In un mese la donna aveva accumulato 159 ore di straordinario e aveva avuto soltanto due giorni liberi

Giappone, giornalista 31enne muore per il troppo lavoro

Miwa Sado, una reporter della testata giapponese NHK, è morta a 31 anni per troppo lavoro. Gli ispettori del lavoro lo avevano stabilito già a pochi mesi dalla sua scomparsa, avvenuta a luglio 2013, ma l'azienda ha deciso di rendere note le cause del decesso soltanto ora. Sado aveva accumulato in un mese 159 ore di straordinario e nei 30 giorni precedenti alla sua morte aveva avuto soltanto due giorni liberi.

Per gli ispettori sono state le troppe ore di lavoro a causare il crepacuore di cui è morta la giovane donna. Sado lavorava come reporter per l'NHK dal 2005, prima a Kagoshima e poi nel 2010 è stata trasferita nella sede di Tokyo. La testata ha detto che era a conoscenza del fatto che Sado lavorasse troppo ed è consapevole che ci sono aspetti da migliorare all'interno dell'azienda.

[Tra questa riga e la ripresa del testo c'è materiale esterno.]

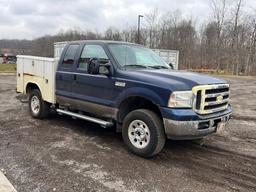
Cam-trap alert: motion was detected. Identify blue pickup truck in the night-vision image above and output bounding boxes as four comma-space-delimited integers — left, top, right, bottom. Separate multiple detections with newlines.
17, 41, 232, 157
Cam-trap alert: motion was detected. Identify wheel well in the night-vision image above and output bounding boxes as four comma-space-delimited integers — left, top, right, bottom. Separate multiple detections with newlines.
26, 83, 40, 94
117, 97, 162, 123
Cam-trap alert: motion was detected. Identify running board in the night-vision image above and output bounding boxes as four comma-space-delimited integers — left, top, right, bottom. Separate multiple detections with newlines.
56, 109, 113, 127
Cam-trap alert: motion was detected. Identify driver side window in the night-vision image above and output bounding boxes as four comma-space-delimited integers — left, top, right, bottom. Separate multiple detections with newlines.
78, 45, 109, 71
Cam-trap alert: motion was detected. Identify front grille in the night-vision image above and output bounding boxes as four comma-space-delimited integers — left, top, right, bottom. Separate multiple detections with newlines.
192, 84, 229, 115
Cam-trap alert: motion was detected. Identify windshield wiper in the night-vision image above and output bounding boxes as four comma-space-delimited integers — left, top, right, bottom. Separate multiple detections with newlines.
124, 64, 148, 68
149, 65, 169, 69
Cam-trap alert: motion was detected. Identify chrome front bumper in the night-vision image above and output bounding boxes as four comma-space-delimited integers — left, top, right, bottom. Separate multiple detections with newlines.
164, 113, 231, 140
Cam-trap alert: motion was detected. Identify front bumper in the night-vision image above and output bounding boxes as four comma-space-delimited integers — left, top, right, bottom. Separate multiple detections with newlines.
161, 106, 232, 140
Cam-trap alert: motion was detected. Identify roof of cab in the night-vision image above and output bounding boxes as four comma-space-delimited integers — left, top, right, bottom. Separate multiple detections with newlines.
67, 40, 141, 46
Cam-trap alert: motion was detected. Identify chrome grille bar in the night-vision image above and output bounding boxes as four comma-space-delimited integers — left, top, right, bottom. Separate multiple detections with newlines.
192, 84, 229, 115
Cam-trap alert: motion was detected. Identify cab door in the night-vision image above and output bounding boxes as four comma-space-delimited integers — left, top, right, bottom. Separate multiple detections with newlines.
72, 43, 115, 110
56, 44, 80, 100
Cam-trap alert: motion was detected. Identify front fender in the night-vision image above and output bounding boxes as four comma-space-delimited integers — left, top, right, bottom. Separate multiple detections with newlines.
115, 87, 166, 107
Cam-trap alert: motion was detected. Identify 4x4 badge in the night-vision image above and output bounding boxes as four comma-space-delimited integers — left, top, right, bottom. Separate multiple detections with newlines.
115, 81, 125, 87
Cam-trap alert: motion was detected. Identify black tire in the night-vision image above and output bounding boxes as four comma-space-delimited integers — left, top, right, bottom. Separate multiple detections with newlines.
28, 89, 50, 119
122, 109, 166, 158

Miwa Sado è solo un'altra delle vittime del karoshi che in giapponese significa "decesso per troppo lavoro". In 18 mesi più di 2.000 persone si sono suicidate in Giappone perchè non riuscivano a reggere i ritmi della loro professione. Altri invece, come Sado, sono morte di infarto, insufficienza respiratoria e altre patologie collegate allo stress. 

Il governo giapponese sta lavorando da due anni per cercare di risolvere il problema del karoshi. Tra le proposte sul tavolo c'è quella di introdurre un tetto massimo di ore di straordinario e multare le aziende che non lo rispettano. Recentemente è stata anche lanciata una campagna per far sì che dipendenti ogni ultimo venerdì del mese lascino l'ufficio prima delle 3 di pomeriggio.